First we notice with G that that is the unit it's so big we've got it in scientific notation so I want convert my whole problem here into scientific notation using exponents. That's going to actually simplify things because instead of multiplying things together, I can just add and subtract those exponents from each other and I'll show you how that's done, so let's first say 100,000 kilograms I want to convert that into scientific units so now I can say that that equals 1, 2, 3, 4, 5 or 1 times 10 to the fifth kilograms so 1 times 10 to the fifth kilograms is a scientific notation for that unit, gets rid of all these zeros. Over here at 4,000 meters again I can go 1, 2, 3 and say that 4,000 meters equals 4 times 10 to the third meters okay? Now I've converted everything to scientific notation it's going to make a little easier to get all these big numbers into this equation okay?

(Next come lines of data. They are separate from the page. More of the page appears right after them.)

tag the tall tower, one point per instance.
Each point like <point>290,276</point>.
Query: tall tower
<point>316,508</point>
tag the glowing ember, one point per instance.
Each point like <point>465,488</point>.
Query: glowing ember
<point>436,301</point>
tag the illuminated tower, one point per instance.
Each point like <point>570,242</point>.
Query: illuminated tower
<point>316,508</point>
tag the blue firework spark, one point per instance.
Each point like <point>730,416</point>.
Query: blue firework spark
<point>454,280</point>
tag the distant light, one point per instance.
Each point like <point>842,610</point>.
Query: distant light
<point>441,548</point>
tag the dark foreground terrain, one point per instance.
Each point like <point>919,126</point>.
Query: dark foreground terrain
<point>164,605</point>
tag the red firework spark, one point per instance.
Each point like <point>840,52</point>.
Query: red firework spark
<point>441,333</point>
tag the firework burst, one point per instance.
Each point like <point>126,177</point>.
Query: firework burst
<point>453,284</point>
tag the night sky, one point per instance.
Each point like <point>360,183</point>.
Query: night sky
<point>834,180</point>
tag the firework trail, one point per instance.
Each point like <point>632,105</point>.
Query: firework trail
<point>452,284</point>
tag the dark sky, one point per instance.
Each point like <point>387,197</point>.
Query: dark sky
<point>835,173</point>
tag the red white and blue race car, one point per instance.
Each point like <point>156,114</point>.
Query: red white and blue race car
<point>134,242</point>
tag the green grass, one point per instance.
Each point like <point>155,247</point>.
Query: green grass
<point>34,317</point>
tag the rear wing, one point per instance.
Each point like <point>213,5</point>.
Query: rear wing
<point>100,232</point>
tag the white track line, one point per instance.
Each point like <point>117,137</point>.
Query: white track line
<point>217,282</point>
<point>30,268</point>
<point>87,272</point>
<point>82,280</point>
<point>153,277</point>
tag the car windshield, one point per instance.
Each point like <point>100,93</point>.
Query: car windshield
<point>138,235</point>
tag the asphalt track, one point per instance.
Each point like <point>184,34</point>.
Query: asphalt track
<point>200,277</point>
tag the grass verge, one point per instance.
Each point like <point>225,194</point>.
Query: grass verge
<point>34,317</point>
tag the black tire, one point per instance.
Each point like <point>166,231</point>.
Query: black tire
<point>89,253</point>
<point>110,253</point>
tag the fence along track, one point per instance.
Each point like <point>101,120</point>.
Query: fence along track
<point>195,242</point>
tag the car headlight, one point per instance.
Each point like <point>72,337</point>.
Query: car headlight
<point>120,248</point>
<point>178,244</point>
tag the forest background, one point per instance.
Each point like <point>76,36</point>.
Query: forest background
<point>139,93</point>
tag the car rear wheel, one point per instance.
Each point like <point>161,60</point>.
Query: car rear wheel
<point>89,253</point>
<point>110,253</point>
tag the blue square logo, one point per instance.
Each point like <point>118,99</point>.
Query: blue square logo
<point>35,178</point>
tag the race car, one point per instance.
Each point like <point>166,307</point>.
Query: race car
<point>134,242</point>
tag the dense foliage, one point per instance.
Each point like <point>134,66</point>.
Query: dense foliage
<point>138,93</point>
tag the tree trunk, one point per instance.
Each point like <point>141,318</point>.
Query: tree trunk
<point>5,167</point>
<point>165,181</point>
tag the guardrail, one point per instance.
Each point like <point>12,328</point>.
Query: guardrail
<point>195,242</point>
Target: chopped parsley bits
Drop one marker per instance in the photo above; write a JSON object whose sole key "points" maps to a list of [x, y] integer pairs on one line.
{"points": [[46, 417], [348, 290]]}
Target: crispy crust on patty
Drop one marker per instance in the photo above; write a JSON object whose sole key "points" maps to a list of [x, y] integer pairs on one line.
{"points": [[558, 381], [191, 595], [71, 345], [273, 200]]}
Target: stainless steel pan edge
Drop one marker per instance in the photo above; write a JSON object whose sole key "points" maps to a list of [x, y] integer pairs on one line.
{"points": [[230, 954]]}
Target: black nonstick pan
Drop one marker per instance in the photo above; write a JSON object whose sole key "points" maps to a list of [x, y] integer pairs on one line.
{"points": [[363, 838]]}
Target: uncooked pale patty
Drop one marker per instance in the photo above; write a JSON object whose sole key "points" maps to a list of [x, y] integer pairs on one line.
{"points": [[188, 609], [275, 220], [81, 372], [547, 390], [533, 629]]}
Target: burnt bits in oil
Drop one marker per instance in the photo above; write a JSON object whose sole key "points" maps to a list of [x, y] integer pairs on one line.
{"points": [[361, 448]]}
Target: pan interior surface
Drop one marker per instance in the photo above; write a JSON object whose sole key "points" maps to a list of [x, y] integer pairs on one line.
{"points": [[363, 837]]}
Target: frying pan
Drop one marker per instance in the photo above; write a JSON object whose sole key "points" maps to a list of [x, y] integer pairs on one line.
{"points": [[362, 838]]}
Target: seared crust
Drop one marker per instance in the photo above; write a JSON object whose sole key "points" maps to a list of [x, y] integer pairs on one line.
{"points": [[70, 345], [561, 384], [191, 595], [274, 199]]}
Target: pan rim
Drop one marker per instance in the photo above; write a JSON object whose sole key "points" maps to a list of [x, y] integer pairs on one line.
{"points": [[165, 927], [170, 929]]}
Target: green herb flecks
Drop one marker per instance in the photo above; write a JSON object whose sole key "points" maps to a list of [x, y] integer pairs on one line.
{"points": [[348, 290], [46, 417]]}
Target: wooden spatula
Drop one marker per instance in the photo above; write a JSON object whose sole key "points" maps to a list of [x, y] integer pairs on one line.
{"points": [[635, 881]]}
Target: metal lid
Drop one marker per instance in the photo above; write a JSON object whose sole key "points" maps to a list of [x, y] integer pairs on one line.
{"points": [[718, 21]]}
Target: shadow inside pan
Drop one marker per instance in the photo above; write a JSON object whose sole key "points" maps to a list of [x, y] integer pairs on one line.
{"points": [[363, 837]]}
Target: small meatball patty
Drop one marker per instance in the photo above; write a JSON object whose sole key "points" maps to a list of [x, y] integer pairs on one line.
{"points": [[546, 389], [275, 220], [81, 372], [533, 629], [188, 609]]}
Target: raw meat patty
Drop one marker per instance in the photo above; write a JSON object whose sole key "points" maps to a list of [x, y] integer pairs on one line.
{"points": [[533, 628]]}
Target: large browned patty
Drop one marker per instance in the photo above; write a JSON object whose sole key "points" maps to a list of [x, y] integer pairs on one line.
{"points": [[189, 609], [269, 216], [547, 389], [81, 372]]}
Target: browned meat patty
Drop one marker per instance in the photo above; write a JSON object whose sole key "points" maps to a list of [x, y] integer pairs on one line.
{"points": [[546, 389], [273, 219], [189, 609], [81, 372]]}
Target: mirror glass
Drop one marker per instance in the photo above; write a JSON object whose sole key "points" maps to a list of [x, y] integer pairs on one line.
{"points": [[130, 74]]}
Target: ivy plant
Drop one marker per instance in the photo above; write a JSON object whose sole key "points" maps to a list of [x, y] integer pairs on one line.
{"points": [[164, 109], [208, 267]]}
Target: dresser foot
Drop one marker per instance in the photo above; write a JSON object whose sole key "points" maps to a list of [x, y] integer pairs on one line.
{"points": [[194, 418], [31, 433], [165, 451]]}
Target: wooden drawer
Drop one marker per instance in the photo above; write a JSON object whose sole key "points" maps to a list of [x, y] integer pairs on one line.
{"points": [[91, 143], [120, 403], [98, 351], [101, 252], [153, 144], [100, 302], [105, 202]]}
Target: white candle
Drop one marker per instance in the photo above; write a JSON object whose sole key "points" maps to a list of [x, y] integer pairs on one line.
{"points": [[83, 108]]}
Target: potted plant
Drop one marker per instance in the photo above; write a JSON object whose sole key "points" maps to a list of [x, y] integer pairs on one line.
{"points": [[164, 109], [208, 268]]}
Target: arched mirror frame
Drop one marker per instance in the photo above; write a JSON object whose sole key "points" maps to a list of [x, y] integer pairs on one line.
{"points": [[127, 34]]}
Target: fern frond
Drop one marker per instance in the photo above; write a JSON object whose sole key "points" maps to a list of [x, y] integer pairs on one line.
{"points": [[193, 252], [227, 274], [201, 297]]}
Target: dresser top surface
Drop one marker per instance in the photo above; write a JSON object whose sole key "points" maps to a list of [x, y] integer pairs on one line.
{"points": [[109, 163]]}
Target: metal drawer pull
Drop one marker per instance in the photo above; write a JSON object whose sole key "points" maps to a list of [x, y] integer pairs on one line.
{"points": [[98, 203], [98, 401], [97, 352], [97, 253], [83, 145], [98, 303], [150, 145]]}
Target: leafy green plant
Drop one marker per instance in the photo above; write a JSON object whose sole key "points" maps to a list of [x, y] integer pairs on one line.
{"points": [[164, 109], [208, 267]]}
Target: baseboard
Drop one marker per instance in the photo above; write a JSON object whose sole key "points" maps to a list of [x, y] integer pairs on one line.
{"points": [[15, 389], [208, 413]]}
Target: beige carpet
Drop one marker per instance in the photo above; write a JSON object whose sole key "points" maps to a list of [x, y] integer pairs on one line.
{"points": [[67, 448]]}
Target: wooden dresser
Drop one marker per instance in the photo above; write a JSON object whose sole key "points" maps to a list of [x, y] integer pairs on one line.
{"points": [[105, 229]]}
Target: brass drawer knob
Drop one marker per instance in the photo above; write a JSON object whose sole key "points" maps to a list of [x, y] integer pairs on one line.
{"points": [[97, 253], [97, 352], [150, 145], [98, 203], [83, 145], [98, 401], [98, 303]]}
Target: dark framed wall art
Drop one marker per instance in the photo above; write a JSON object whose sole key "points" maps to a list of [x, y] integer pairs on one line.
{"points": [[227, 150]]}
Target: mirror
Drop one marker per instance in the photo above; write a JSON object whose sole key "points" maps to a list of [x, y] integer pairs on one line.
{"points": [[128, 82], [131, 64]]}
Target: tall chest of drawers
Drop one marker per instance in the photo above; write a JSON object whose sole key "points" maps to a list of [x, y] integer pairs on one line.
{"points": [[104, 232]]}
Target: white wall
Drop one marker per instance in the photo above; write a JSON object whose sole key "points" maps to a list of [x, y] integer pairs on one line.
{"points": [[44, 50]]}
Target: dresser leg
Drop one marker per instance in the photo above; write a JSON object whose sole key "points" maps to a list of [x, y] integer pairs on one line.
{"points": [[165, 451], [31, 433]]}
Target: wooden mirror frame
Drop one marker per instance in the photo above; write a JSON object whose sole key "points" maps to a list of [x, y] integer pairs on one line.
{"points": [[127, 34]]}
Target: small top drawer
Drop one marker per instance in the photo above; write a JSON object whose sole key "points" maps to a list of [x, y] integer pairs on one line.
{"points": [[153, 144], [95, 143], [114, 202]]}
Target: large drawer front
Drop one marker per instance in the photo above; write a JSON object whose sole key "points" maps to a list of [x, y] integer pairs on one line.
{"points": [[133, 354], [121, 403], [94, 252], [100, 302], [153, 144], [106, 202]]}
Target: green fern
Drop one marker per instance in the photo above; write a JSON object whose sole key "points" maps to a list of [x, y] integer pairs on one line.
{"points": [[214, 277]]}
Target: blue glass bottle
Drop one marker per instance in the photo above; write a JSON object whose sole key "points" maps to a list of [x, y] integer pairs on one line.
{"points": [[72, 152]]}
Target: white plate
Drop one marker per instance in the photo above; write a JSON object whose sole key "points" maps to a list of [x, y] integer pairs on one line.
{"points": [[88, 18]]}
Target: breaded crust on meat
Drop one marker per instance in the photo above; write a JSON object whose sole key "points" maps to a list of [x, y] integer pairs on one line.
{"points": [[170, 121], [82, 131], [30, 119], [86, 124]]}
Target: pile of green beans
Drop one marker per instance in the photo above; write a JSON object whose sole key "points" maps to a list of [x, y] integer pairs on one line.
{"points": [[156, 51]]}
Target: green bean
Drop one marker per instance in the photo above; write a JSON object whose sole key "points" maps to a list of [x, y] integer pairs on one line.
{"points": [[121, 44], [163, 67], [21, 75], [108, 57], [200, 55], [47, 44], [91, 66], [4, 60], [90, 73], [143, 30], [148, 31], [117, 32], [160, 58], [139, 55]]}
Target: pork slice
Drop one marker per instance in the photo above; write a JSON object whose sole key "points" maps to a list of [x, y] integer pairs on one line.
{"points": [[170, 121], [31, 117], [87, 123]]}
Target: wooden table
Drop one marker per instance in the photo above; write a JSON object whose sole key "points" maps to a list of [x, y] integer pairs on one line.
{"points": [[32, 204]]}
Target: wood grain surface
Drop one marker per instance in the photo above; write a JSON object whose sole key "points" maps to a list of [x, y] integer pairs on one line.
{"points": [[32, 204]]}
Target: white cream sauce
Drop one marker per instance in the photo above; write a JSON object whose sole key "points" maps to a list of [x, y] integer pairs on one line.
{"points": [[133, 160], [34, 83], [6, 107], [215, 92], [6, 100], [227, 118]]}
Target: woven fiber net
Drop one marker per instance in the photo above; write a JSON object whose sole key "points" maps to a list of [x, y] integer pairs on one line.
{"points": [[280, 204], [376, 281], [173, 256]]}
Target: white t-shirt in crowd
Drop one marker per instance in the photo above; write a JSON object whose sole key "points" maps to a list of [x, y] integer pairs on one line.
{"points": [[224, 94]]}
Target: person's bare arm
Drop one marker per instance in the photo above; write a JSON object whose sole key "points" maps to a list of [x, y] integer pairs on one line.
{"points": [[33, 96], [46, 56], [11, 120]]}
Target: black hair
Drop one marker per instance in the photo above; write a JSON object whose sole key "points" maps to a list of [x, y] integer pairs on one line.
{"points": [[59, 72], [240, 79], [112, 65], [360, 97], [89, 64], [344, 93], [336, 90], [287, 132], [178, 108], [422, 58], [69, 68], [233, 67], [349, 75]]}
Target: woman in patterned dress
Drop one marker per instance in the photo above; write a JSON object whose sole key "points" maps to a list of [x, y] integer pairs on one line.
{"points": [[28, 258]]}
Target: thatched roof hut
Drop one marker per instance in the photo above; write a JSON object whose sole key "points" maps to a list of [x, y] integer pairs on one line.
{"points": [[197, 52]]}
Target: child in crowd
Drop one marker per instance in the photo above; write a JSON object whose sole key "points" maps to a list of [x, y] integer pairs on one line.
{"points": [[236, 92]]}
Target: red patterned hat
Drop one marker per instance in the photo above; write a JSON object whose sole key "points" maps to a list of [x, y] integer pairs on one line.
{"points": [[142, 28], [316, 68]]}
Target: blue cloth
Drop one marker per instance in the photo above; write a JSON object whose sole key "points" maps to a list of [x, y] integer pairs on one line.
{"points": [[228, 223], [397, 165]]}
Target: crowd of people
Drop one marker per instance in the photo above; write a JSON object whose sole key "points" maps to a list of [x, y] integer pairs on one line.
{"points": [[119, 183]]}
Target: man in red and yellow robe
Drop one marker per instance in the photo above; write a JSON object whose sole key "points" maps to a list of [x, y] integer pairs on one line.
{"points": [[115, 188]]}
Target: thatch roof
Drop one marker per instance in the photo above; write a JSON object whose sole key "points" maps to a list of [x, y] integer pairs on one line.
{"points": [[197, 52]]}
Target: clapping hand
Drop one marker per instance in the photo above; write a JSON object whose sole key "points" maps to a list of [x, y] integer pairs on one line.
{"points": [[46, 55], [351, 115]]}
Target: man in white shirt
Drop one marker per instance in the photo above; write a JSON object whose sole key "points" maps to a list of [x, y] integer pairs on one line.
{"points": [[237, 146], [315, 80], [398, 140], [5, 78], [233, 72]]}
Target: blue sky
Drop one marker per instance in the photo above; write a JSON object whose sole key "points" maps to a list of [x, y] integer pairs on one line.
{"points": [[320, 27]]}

So let's look at the equation force of gravity is G times m1 times m2 divided by the distance squared okay, so we just need to plug those numbers in so my force of G is going to equal again G is 6.67 times 10 to the negative 11 Newton meters squared over kilogram squared okay and we're going to, times m1 squared well I'm going to square it because it's, my mass is the same so it's going to be 1 times 10 to the fifth times 1 times 10 to the fifth so I can just square that and that is over my distance squared. So d squared here is going to be 4 times 10 to the third and let's keep our units in here, we've kilograms there and we have meters there and then I square it okay? So again carrying this down I have 6.67 times 10 to the negative 11 Newton meters squared kilogram squared times and again 1 times 10 to the fifth squared again I can add that so that's going to equal 1 times 10 to the tenth kilograms squared over 4 times 10 to the third, this is going to be 16 times 10 to the sixth and then to keep it in scientific notation I can say 1.6 times 10 to the seventh and my unit there is meters squared okay and separating that right there. Now notice with this constant G I can get rid of some of my units so I have kilograms squared down here I can cancel that with kilograms squared up there. I've got meters squared down here I can cancel with meters squared down there and I have 6.67 times 10 to the negative eleventh times 1 times 10 to the negative tenth so that's going to equal 6.67 times 10 to the negative I'm sorry negative 1 so negative 11 plus 10 is 1 okay? Over and that unit is going to just simply be Newtons over 1.6 times 10 to the seventh and again to move this up here I just make this into negative seventh and I get dividing 6.67 by 1.6 I get 4.16 times 10 to the negative eighth so that is my gravitational force between these two objects.

Now that's a real small number right? That again number is Newtons keeping my units there and that shows the gravitation is really a small force it's just that we're on such a large planet earth that we have a pretty large mass times our mass to make gravitational force seem much stronger on earth but when we're out in space it's relatively weak force.